Apakah pria berusia 48 tahun ini punya masalah di kantor yang membuat kariernya sebagai bankir terancam? Bram menggeleng. Atau sang istri berselingkuh? Ia kembali menggeleng. Lalu apa? ''Aku memang takut lama-lama istriku bakal selingkuh, sebab aku tak bisa memuaskannya lagi. Aku tak lagi perkasa seperti dulu,'' aku Bram pada sahabatnya.
Sejak beberapa bulan terakhir, Bram merasa ada yang tak beres pada dirinya sebagai pria. Kemampuan alat vitalnya untuk ereksi merosot tajam. Ia pun merasa cepat lelah dan tak bergairah. ''Apa yang mesti aku lakukan?'' tuturnya lirih.
Untunglah, ia punya sahabat yang baik dan berwawasan. Sang sahabat menyarankan Bram untuk segera berkonsultasi ke dokter spesialis andrologi. ''Lebih baik ke dokter, ketimbang pakai obat bebas yang nggakjelas manfaatnya,'' kata sang sahabat mengingatkan.

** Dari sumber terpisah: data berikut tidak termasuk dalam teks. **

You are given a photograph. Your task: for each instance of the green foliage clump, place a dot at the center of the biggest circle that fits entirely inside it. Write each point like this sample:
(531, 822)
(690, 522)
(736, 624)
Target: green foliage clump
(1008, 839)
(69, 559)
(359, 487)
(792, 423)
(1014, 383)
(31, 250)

Tanpa membuang waktu, Bram pun memeriksakan diri ke dokter. Mencermati gejala-gejala yang diutarakan Bram, dokter lalu memintanya untuk menjalani pemeriksaan kadar testosteron. Dari pemeriksaan itu terlihat, kadar testosteron dalam darah Bramantyo di bawah 12 nmol/l. Padahal kisaran normalnya adalah antara 12 nmol/l sampai 40 nmol/l. Dokter pun menyatakan, Bram mengalami sindroma kekurangan testosteron (Testosterone Deficiency Syndrome / TDS). Bram tak sendirian. Cukup banyak pria seusianya yang mengalami keluhan serupa.

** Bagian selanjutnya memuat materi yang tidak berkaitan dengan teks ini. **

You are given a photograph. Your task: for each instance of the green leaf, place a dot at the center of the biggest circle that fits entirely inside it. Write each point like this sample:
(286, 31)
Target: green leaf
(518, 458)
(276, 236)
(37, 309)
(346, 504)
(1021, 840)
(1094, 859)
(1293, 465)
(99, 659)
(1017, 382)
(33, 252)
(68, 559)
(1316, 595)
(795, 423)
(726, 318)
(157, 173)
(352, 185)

TDS pada pria adalah suatu keadaan di mana produksi hormon testosteron dari testis (kelenjar seks pada pria) tidak cukup dan mengakibatkan munculnya gejala-gejala kekurangan (defisiensi) hormon testosteron. Bertambahnya umur merupakan penyebab umum terjadinya TDS pada pria. Beberapa studi menunjukkan, TDS umumnya menyerang pria di atas 40 tahun. Massachusetts Male Aging Study pada 1991, juga Vermeulen Study pada 1972 membuktikan, aktivitas hormon testosteron menurun seiring dengan pertambahan usia. Pada usia 40 tahun, penurunan itu rata-rata mencapai 1,2 persen per tahun. Dan pada usia 70 tahun, pria akan kehilangan kira-kira 35 persen testosteron aktif alami yang dimilikinya.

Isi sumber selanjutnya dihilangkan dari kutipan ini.